EU supports of subsidizing premiums on the Caribbean parametric insurance

The European Union continues to provide support to Caribbean Catastrophe Risk Insurance Facility SPC as a means of subsidizing premiums on the parametric insurance policies of its Caribbean members, CCRIF says.

This policy year, which started on June 1, 2023, the EU provided CCRIF with $4.7 mn in support of the 12 ODA-eligible Caribbean members of CCRIF1 to subsidize premiums for tropical cyclone and excess rainfall.

CCRIF’s parametric insurance helps countries to financially protect their economies from devastating natural disasters such as hurricanes and excess rainfall.

Provided through a programme administered by the World Bank, the EU funds enabled CCRIF to provide discounts of approximately 14% on the gross premium of members’ tropical cyclone and excess rainfall policies.

The EU funds also enable technical assistance oriented towards ensuring the sustainability of climate and disaster risk insurance in the years to come.

This current support is a continuation of the EU’s efforts to assist Caribbean countries in maintaining climate and disaster risk protection during hard economic times. Over the period 2007-2023, the European Union has been one of CCRIF’s main development partners. In total, since the establishment of CCRIF in 2007, the EU’s contribution to CCRIF is equivalent to more than €45 million.

EU supports of subsidizing premiums on the Caribbean parametric insurance

The EU contributed to the initial capitalization of CCRIF, the entry of new countries, and the development of new parametric insurance products through technical assistance as well as support to respond to the significant disruption of Caribbean economies as a consequence of the COVID-19 pandemic.

During 2020-2022, the EU support was managed in coordination with the EU Caribbean Regional Resilience Building Facility administered by the World Bank’s Global Facility for Disaster Reduction and Recovery (GFDRR).

This support provided each Caribbean CCRIF member country with premium discounts or increases in policy coverage.
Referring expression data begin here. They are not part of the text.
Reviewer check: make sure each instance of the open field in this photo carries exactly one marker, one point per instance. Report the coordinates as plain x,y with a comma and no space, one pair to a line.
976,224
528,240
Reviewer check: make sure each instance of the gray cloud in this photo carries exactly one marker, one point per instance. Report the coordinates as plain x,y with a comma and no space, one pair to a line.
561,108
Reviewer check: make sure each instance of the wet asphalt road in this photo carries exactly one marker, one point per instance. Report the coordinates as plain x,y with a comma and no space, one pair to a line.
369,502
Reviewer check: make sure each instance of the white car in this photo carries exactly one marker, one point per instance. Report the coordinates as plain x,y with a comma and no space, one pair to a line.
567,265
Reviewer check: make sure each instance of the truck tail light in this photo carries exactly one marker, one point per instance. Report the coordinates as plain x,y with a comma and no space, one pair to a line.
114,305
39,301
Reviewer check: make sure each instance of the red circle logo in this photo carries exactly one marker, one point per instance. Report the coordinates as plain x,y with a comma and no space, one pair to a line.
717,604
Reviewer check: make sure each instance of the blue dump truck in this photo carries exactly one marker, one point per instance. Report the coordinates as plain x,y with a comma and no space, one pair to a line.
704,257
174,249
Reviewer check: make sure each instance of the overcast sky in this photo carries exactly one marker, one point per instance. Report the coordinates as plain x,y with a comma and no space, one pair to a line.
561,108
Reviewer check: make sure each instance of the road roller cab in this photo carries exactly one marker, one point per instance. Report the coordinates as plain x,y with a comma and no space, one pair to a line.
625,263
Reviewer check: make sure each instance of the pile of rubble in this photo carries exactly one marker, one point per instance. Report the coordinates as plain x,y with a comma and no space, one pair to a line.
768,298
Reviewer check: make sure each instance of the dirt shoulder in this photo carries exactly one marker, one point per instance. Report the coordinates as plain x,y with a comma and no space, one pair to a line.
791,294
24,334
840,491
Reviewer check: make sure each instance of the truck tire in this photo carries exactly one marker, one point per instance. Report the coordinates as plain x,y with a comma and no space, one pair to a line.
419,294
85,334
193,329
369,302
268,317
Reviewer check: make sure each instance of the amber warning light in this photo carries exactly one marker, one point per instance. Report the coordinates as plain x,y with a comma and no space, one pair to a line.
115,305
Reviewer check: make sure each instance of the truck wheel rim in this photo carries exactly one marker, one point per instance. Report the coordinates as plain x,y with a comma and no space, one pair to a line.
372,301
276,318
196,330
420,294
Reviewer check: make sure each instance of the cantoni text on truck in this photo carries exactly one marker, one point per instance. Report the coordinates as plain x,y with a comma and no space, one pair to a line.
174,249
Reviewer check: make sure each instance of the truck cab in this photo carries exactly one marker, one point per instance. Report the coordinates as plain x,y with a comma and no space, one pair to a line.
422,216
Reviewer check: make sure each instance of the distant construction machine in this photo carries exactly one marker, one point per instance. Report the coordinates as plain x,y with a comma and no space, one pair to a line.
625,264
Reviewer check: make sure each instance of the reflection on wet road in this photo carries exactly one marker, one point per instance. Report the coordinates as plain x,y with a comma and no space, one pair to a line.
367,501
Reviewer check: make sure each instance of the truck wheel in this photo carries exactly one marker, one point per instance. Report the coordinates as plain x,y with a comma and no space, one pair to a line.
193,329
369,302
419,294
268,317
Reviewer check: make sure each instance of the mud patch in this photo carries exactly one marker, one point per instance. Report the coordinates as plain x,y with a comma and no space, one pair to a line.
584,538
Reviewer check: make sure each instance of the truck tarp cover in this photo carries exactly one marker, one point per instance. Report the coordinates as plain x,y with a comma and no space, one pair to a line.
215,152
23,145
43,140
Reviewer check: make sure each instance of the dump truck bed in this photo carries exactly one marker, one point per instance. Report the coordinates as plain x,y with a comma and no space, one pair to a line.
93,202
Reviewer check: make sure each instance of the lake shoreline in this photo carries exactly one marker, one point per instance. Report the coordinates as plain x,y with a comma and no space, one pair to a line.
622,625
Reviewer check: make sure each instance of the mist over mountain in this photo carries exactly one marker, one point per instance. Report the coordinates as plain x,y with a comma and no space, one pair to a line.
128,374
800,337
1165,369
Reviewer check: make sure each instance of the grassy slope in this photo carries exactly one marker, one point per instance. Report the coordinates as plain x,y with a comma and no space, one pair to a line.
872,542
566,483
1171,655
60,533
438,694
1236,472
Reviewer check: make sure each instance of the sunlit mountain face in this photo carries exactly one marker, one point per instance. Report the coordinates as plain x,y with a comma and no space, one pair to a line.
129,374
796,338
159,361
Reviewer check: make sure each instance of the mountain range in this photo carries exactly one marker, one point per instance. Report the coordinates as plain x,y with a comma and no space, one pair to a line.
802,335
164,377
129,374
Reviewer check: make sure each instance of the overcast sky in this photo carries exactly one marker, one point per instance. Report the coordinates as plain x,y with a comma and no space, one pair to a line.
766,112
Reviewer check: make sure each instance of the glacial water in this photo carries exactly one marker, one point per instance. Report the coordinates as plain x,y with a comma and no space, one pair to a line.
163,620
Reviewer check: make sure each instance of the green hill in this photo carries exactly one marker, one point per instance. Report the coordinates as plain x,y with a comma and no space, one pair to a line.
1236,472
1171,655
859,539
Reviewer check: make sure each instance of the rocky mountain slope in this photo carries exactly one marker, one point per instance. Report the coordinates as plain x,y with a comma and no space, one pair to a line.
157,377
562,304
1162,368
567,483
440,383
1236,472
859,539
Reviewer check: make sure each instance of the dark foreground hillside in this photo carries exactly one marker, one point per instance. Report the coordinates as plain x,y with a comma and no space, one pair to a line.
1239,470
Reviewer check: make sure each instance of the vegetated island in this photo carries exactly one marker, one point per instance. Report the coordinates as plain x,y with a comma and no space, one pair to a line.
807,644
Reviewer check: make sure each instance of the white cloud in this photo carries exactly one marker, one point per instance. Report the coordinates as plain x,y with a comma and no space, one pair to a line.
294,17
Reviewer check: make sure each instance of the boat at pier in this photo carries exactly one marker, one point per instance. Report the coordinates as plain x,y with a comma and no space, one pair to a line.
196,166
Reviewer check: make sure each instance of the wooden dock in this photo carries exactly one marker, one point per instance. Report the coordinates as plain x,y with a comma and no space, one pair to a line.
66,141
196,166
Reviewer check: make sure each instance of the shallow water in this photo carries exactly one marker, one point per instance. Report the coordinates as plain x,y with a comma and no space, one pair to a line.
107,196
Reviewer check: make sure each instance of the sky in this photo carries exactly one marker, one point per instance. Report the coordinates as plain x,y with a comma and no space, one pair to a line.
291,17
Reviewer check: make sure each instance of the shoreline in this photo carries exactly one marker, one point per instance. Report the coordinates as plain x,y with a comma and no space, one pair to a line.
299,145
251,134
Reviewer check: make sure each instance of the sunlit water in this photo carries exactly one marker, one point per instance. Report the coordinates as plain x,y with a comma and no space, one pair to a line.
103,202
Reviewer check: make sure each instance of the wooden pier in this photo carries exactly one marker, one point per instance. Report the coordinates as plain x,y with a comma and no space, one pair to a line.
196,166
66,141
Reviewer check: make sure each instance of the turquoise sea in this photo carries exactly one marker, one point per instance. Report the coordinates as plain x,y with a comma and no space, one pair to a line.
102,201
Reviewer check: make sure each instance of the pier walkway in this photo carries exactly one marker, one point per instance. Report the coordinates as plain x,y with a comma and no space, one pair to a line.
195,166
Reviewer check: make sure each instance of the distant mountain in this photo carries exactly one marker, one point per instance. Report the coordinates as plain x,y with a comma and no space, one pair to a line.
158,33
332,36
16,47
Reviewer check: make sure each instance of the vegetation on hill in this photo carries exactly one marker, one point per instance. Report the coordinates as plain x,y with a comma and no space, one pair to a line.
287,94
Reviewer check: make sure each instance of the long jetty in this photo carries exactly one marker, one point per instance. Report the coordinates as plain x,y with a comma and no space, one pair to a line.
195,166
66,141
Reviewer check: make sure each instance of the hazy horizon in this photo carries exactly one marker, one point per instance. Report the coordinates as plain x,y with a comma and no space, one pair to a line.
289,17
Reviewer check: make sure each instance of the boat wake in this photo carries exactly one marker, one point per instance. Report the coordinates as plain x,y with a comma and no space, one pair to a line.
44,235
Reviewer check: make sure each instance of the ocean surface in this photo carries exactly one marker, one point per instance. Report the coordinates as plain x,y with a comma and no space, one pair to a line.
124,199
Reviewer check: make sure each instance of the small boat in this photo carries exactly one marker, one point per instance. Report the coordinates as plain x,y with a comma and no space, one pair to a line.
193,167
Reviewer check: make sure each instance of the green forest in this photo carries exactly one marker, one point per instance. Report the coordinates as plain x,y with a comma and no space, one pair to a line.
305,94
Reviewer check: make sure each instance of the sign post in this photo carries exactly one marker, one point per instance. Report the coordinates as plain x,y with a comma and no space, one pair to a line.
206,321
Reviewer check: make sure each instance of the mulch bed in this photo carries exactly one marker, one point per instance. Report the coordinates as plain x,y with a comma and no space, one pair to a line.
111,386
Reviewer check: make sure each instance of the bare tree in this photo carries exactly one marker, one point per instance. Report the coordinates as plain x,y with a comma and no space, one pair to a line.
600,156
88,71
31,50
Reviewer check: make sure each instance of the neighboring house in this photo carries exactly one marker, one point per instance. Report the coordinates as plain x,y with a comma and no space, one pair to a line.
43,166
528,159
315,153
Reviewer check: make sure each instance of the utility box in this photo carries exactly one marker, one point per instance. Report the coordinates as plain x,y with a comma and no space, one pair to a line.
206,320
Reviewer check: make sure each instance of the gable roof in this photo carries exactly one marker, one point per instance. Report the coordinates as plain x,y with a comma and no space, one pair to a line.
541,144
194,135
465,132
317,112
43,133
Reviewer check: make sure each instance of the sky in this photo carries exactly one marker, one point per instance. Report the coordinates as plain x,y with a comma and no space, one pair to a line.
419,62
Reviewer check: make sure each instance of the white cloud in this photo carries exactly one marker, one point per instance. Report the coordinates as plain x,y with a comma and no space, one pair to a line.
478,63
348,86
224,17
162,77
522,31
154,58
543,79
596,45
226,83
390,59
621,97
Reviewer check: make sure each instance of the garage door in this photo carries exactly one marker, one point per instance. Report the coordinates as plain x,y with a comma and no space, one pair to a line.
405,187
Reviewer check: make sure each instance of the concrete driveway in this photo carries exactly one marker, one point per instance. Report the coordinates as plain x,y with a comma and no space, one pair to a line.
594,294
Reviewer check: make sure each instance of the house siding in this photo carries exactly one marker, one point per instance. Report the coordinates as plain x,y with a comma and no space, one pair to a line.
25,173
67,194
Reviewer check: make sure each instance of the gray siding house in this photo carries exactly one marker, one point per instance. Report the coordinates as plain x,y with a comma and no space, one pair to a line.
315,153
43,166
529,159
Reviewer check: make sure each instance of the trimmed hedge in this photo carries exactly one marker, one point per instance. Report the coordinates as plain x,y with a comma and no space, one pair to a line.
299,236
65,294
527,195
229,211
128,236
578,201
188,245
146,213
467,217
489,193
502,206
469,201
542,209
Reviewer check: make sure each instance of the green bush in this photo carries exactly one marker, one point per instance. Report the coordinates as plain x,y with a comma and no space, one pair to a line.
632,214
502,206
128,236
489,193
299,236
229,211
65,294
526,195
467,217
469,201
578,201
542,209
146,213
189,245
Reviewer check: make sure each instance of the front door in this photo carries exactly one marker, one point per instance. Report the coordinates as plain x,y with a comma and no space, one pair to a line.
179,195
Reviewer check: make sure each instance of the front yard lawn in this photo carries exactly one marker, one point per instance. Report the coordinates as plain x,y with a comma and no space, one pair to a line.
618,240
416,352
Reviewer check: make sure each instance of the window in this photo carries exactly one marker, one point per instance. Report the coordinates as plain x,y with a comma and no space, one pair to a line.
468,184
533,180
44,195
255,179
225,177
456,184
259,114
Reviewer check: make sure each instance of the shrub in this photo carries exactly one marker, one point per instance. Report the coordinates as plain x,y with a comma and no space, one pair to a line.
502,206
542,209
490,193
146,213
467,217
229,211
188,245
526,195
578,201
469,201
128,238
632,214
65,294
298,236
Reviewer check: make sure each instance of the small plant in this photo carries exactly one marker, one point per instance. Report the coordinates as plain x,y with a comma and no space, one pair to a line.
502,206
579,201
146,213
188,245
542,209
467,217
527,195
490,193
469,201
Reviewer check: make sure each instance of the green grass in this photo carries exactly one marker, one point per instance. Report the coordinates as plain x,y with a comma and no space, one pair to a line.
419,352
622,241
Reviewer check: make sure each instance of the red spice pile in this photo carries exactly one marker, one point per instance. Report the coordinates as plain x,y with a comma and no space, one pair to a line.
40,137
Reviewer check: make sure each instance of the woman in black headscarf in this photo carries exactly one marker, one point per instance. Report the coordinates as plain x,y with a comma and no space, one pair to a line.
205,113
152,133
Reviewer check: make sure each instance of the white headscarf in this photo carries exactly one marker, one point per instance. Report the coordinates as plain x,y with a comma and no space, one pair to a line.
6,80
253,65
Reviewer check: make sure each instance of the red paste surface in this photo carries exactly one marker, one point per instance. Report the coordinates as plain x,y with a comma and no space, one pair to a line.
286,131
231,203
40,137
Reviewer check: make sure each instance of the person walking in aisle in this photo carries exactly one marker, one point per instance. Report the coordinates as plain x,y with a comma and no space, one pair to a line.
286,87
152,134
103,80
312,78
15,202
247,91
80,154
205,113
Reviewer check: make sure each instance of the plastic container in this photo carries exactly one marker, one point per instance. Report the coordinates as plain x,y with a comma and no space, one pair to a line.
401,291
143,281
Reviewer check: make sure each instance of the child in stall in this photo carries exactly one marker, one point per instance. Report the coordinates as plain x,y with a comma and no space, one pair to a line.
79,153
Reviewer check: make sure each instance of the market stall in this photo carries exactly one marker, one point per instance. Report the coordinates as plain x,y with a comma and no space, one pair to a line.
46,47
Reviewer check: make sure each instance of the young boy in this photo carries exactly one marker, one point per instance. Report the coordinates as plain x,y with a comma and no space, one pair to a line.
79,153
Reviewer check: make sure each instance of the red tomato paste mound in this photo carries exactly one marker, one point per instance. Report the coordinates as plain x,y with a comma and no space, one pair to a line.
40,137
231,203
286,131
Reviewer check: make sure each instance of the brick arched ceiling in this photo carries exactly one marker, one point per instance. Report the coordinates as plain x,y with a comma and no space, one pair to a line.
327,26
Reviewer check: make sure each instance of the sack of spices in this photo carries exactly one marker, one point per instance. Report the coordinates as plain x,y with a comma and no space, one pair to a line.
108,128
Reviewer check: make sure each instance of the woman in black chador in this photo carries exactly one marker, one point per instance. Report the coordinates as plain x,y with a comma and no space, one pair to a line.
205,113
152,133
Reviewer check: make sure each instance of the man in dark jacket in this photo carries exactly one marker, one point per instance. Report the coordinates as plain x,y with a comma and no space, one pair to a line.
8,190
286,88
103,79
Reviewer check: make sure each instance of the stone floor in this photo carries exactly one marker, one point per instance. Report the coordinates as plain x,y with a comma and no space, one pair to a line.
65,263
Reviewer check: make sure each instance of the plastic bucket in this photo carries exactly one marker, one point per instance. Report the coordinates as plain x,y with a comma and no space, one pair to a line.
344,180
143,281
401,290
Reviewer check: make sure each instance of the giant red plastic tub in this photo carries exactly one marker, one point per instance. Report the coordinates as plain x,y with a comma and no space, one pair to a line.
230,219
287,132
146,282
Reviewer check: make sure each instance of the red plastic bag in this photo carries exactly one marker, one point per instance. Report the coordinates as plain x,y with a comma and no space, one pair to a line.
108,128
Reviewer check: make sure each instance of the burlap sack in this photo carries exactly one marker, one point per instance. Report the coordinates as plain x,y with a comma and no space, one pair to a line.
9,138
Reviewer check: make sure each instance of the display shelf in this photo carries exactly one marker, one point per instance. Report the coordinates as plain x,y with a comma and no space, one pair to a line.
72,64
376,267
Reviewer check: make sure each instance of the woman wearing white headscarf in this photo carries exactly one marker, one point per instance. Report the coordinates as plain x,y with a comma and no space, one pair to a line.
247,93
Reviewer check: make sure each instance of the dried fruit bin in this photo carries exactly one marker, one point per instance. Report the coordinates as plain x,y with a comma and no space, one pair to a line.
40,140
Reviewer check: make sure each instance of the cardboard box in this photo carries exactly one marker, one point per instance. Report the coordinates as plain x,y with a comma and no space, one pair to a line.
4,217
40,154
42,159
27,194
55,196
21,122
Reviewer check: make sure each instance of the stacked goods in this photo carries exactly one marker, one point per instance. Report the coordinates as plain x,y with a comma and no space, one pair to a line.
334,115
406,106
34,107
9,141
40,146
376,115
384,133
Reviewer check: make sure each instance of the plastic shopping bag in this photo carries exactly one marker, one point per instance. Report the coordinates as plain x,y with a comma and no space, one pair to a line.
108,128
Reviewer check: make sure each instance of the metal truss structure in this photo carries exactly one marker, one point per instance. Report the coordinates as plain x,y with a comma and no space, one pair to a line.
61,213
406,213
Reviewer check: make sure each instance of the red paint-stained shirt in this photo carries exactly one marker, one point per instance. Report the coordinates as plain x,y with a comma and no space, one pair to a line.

During the past three years (2020/21 to 2022/23) several CCRIF member countries used this funding to increase tropical cyclone and/or excess rainfall coverage.

CCRIF currently offers five parametric insurance products:

  • earthquake, based on modelled losses due to ground shaking;
  • tropical cyclone, based on modelled losses due to wind and storm surge;
  • excess rainfall, based on modelled losses due to the amount of rainfall;
  • the Caribbean Ocean and Aquaculture Sustainability FaciliTy (COAST) product for the fisheries sector, based on rain, waves, wind and storm surge;
  • a product for electric utilities, based on losses due to wind for their transmission and distribution lines.

CCRIF is continuing the rollout of the COAST product, and also the electric utilities product, in collaboration with the Caribbean Electric Utility Services Corporation (CARILEC).

Additionally, the Facility will launch a product this year for water utility companies in partnership with the Inter-American Development Bank and a product for rainfall runoff, initially for Guyana and Suriname, which will be offered to Central American and larger Caribbean countries in subsequent years.

Since the inception of CCRIF in 2007, the Facility has made 59 payouts totalling $261.4 mn to 16 of its member governments – all within 14 days of the triggering of an event.

CCRIF payouts were not designed to cover all losses on the ground but to provide an injection of quick liquidity immediately following a natural catastrophe to allow governments to quickly begin recovery, including supporting the most vulnerable in their populations.

A rough assessment of the beneficiaries of CCRIF’s payouts shows that over 3.5 million persons in the Caribbean and Central America have benefitted directly or indirectly from these payouts.

Governments have also used payouts to support key sectors such as agriculture, tourism, and education.